I got a really nice compliment while working: A woman stopped and chatted with me, she said she was an artist too. She said she noticed that even though from far back the drawing is very hazy, that in fact close up there is a lot of structure. Structure!! I've been working explicitly on structure for months so I was thrilled she chose this word. I thanked her profusely but I don't think she realized how much it meant to me.

Thursday
Feb282008

Plein Air

View Through the Trees
9 x 12 inches
oil on panel

My friend Mary and I did a day of plein air painting together. My husband was confused as to why artists paint together, especially once I described that were set up far apart and barely spoke to each other all day except to share a couple snacks. But I explained to him that it's like meeting up with a workout partner: Someone to help you have the discipline to get out there, but it's not necessarily a social event. In any case, we had fun together, if only in the mostly non-verbal, co-solitary way two artists can have fun together. Hmmm.... "co-solitary", I just made that up and I think it's a good word!

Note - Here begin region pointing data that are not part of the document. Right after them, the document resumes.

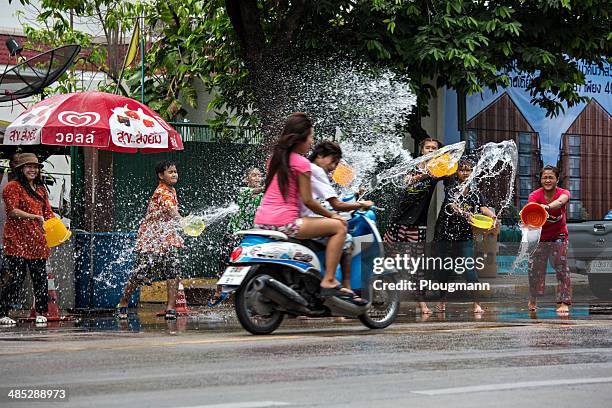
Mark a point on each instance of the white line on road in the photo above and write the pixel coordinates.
(512, 386)
(248, 404)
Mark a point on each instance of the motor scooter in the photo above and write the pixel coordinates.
(273, 275)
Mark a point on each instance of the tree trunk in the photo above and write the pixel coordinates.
(266, 63)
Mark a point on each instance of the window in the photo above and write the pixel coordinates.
(574, 144)
(574, 164)
(575, 210)
(525, 145)
(524, 164)
(525, 186)
(574, 187)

Anyway, this first painting of mine (above) is very unfinished and I would have liked to work on it longer but after a couple hours all the shadows shifted around and absolutely everything had changed. I don't have much experience painting outside, and how anyone makes a fully developed landscape is a complete mystery to me.

Golf Course Grove
9 x 12 inches
oil on panel

Here I've made basically a value painting, color has nothing to do with it. It's just a range of pale yellow through dark green. I think I need to do some landscape painting copies to find out how people get color into their landscapes. Also, I have to figure out how to handle the foreground, this painting is dying for a foreground.

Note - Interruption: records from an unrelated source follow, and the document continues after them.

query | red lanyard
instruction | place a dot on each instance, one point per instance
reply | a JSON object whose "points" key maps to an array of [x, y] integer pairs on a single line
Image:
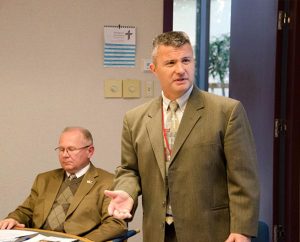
{"points": [[164, 132]]}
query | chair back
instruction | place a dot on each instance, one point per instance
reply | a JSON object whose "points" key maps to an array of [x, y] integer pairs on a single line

I'd also like to note that California trees are just weird. I grew up on the East Coast, and even though I've lived in SF for 8 years, I never get used to the Dr Seuss vegetation. These are pine trees, and yet the tops are flat. Where I come conifers look like proper Christmas trees!

Marin Headlands
9 x 12 (detail)
Oil on convas paper (bleh)

I only worked on this for less than an hour, and the overall painting is weak but I decided to post this portion because I had so much fun painting the rolling hills and eroded cliffs of the Headlands across the Bay. The hazy fog-filtered light on the distant hills allowed only a small range of color and value, so I had to mix very subtle color steps to describe the forms. It was a good exercise because it made me realize I often rely to much on dramatic value changes and I need to remember you can can really describe a lot of form with only very subtle shifts.